Middleware for Data Warehousing - dummies

By Thomas C. Hammergren

Middleware is computer software that connects software components. In a data warehousing environment, the middleware services are the set of programs and routines that do the following:

  • Pull data from the source (or sources).

  • Make sure that the data’s correct.

  • Move the data around the environment from platform to platform, as necessary.

  • Handle any necessary data transformations.

  • Load the data into the data warehouse’s database (or databases).

In a more formal sense, the items in the preceding list are handled by these middleware services:

  • Data selection and extraction

  • Data quality assurance, part I (at the component level)

  • Data movement, part I (also at the component level)

  • Data mapping and transformation

  • Data quality assurance, part II (after transformation has occurred)

  • Data movement, part II (into the data warehouse’s platform environment)

  • Data loading (into the data warehouse)

This figure illustrates how these middleware services flow together in a moderately sized data warehousing environment.


But your data warehousing environment might differ from the one shown in this figure, particularly in the area of the data-movement services. A data-movement service is necessary every time data crosses system boundaries. Your conceptual picture differs, depending on the details of your particular end-to-end environment.

You absolutely, positively need to plan, design, and otherwise think about data warehouse middleware in terms of the individual services in the preceding list, rather than in generic terms, such as “extraction tools.” Many different vendors provide some, many, or all these services as part of a single product or a suite of products.
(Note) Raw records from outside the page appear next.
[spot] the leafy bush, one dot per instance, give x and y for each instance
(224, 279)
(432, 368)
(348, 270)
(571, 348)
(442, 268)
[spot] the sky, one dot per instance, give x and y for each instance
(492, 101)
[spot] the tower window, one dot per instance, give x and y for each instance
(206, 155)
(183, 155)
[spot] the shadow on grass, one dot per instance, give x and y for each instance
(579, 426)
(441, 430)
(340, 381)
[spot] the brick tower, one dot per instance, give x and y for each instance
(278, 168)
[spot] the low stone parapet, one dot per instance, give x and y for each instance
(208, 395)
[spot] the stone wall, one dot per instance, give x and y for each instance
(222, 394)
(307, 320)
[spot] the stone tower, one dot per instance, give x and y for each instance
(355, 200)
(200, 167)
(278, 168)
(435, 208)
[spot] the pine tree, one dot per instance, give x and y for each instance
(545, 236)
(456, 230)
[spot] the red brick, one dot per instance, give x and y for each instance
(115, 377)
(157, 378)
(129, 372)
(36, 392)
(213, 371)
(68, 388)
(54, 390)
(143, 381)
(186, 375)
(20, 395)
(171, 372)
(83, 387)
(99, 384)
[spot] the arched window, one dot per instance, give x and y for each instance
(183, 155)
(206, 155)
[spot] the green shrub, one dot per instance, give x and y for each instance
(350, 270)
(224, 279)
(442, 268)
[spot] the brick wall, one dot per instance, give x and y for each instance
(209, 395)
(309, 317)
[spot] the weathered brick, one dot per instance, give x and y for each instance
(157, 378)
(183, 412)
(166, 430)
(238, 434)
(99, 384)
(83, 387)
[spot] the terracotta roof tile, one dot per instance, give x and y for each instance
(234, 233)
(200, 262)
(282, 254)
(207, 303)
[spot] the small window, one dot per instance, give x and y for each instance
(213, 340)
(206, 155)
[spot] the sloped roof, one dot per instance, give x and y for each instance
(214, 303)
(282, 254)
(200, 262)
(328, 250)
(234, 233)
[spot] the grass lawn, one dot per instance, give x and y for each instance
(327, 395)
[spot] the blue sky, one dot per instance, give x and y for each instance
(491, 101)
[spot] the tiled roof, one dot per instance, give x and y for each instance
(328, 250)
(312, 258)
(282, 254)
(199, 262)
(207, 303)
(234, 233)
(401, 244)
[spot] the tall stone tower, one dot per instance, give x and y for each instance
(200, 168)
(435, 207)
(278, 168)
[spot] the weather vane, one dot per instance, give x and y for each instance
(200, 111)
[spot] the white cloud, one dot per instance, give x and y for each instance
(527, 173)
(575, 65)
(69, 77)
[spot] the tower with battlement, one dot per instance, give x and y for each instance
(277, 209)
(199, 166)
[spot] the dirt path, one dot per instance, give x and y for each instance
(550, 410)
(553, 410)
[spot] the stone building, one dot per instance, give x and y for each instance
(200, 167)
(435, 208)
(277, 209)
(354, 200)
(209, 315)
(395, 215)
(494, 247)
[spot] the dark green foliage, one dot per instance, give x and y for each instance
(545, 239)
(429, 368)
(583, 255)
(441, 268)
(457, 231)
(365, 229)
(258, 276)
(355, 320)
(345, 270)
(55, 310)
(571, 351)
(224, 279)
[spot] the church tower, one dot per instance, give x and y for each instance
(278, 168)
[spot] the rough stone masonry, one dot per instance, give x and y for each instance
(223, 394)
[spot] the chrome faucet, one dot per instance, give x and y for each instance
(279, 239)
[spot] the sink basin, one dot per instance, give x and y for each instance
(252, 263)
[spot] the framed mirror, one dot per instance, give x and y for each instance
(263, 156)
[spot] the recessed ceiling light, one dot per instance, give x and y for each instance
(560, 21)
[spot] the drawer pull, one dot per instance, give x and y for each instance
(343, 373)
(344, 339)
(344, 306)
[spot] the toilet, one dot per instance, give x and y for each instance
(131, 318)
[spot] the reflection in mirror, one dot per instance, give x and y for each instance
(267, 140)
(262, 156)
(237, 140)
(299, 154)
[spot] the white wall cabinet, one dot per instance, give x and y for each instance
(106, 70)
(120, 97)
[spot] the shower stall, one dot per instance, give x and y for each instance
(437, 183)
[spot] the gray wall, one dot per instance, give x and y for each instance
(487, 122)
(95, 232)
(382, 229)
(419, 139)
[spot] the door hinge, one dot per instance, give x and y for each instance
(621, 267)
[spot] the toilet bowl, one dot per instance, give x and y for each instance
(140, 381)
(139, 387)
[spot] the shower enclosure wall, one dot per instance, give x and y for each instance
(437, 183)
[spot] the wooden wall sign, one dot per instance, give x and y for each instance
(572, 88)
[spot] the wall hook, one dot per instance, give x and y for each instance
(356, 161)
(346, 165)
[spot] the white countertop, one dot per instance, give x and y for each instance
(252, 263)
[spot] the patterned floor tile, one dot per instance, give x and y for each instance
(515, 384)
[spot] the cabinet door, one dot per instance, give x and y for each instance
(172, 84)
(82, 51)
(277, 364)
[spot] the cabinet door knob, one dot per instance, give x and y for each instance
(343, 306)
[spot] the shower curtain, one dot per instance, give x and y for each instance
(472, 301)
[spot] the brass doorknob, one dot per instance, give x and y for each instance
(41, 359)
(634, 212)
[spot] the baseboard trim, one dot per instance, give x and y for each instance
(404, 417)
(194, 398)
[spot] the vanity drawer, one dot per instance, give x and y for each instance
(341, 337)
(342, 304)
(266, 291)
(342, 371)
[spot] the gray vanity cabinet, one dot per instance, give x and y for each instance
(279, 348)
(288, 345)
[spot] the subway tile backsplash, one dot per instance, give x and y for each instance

But a tool that has strong mapping and transformation services, for example, might be weak in data-loading services, or a tool that provides a rich set of extraction services might be less effective in the mapping and transformation space, in addition to data quality assurance.

Before selecting a tool for your data warehousing project (if that’s the route you take, rather than custom coding), make sure that you have a good idea about the particular challenges in your environment. If you have relatively straightforward data-extraction needs, for example, but challenging data-quality problems, concentrate on finding the best quality-assurance tool available, even if it has only so-so extraction capabilities.

(This advice applies even if the tool has no extraction capabilities, in which case, you have to combine it with another tool.)